Thu, 03 Oct 2013 02:34:45 +0000

Thanks Mike for a great article! Although it was posted long time ago, it yet covers a major issue most companies and contractors deal with. I do believe in the shared risk and how both sides should learn how to trust each other, and to create this shared culture, leading to a unified goal to attain. Would you think an organization would go for a shared risk when they can come up with good estimates of what the customer expects? Answering my question, I think in order for an organization to achieve that, we should think of partnerships and future collaborations and how to build up good relationships and reputation, we have to make sure people embrace such concepts and principles! If this is achieved at a certain point, I (may) agree with you on the last sentence of having no estimates is pretty not having not idea of how far we are going.

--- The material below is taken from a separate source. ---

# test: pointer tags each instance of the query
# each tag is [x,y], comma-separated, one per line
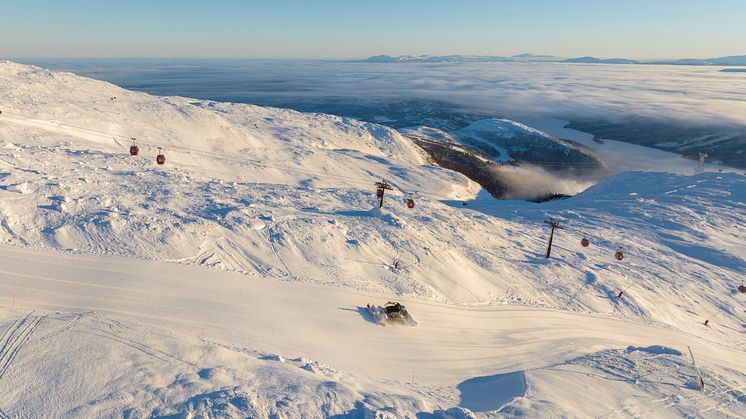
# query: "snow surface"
[233,281]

The problem with your last sentence though, is that most companies cannot go for projects with unknown costs or lack of at least rough estimates, and this goes for both sides! As much fun as it sounds, as more risky and scary it is!



By: Sobre “ágil”, gestión de riesgo tradicional y estimaciones « ::everac99

Thu, 29 Sep 2011 00:00:21 +0000

[...] la construcción de la solución que me di cuenta que estaba equivocado. – Mike Cottmeyer, Who Owns the Risk?, [...]



By: Paul Jackson

Tue, 27 Sep 2011 08:27:28 +0000

I worked on a large project in partnership with an external company. We recognised that we'd wear all the risk unless we did something about it. So we organised a "partnership" day, with an external facilitator. We invited representatives from both sides, at all levels of the organisation and we worked together to come up with a shared Charter which expressed the shared goals and risks. We included how we would deal with issues and celebrate success. The resulting Charter was signed by both CEOs and the most junior employees from each organisation to emphasise the shared ownership and then worked to try and live up to the Charter. Sometimes it got a bit sticky and stressful but in most cases this early recognition of a shared goal helped us to avoid the blame culture.



By: Mike Cottmeyer

Wed, 21 Sep 2011 10:29:14 +0000

Thanks Andrew... not making any sweeping promises... to myself or anyone else about how long I'll be able to maintain energy around writing, but I'm optimistic. I just don't see any other way to baseline an effort so we know where we are or what we've got left to do. The only problem with estimates is that sometimes management and/or customers, don't treat them as estimates.



By: andrew fuqua

Wed, 21 Sep 2011 04:16:43 +0000

Ah, nicely put. mike. Nice to see you blogging again. Like you, most projects I see need an estimated cost to gauge net value of the project. And if a budget is involved, someone is going to want to shift blame and responsibility.



By: Mike Cottmeyer

Tue, 20 Sep 2011 17:41:57 +0000

You know, it depends. Sometimes it comes down to just having an open conversation about it. Sometimes its a matter of helping the customer understand that they aren't *really* reducing risk for themselves, just shifting blame. Other times, you leverage their shared experience with late delivery and build a case that agile allows them more *control* over what gets delivered when. Most reasonable people see what I am talking about. It gets unreasonable when the external pressure to deliver is so great and people's careers are on the line. In a case like that, the cultural challenges are much deeper, and to be candid, I am not sure I can really help.



By: Gary Reynolds

Tue, 20 Sep 2011 17:36:11 +0000

Really great post! The sharing of risk between customer and development is something I've rarely experienced in practice. You talk about creating a culture of shared risk - do you have any specific suggestions on how to do this? It it as simple as having both parties involved in the estimation process from the outset?